Here's how a gastric bypass surgery accomplishes that. The surgeon separates a very small pouch of the stomach from the rest. That will be the only part of the stomach that receives food. This greatly restricts the amount you can comfortably eat and drink at one time. Of course, what you do eat and drink has to get out of the pouch. So the small intestine is cut across a short distance below the main part of the stomach and connected to the new pouch. Now, food and liquid will flow directly from the pouch into this part of the intestine, bypassing most of the stomach.

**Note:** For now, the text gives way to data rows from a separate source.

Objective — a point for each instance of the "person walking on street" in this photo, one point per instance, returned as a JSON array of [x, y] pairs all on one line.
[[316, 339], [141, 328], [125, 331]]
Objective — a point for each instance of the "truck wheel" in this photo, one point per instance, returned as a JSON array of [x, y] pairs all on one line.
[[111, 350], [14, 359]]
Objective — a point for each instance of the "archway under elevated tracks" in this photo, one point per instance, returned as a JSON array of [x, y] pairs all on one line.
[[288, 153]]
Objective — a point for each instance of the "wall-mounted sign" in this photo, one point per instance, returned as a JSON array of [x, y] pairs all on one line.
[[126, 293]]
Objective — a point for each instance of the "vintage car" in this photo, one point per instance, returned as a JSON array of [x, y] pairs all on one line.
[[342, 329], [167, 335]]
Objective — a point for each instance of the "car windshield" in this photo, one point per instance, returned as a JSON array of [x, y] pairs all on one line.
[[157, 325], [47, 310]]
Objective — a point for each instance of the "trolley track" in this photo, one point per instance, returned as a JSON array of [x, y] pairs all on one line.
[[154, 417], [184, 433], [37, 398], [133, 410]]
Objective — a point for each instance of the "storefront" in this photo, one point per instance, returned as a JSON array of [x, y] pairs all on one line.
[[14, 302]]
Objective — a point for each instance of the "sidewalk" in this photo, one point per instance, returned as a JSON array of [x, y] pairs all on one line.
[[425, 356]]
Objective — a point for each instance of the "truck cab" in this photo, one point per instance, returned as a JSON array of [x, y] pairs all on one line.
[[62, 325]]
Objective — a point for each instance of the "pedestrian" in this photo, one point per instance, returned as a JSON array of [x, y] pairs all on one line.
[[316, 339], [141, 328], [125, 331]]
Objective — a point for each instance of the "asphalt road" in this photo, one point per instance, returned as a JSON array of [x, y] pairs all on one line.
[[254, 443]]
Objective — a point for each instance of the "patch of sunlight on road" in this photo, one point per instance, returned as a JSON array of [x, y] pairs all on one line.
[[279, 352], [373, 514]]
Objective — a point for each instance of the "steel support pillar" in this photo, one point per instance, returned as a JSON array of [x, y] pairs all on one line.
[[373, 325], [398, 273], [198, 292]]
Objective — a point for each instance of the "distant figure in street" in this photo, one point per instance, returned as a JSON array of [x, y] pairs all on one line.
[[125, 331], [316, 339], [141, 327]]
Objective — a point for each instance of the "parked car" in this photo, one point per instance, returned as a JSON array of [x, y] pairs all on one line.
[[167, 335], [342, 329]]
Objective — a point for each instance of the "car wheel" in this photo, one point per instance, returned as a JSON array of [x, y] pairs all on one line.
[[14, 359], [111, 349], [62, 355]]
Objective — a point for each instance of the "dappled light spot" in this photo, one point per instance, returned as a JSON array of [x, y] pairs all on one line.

The larger part of the stomach, however, continues to make digestive juices needed to break down the food, so the portion of intestines still attached to the stomach is reattached further down. This allows the juices to flow to the small intestine. That forms the Y shape mentioned earlier. Notice that the food travels through a portion of the small intestine before most of the digestive juices are added. In that upper section, far fewer nutrients are absorbed than usual. That means calories are also reduced.
This operation also may be performed in a way called open surgery. An incision or cut is made in the abdomen, so the surgeon can reach the stomach and intestines.
Sometimes the gall bladder is removed during the operation. Gall stones are more likely to form when a great deal of weight is lost very quickly, as in the first four to six months after bariatric surgery.
Gastric bypass can sometimes be performed in a way called laparoscopic surgery. Several small slits are made in the abdomen. a viewing instrument and surgical tools are passed through the slits. The surgeon is able to see the stomach and intestines on a monitor.
The advantage of laparoscopic surgery may include quicker recovery and fewer complications with the healing of incisions.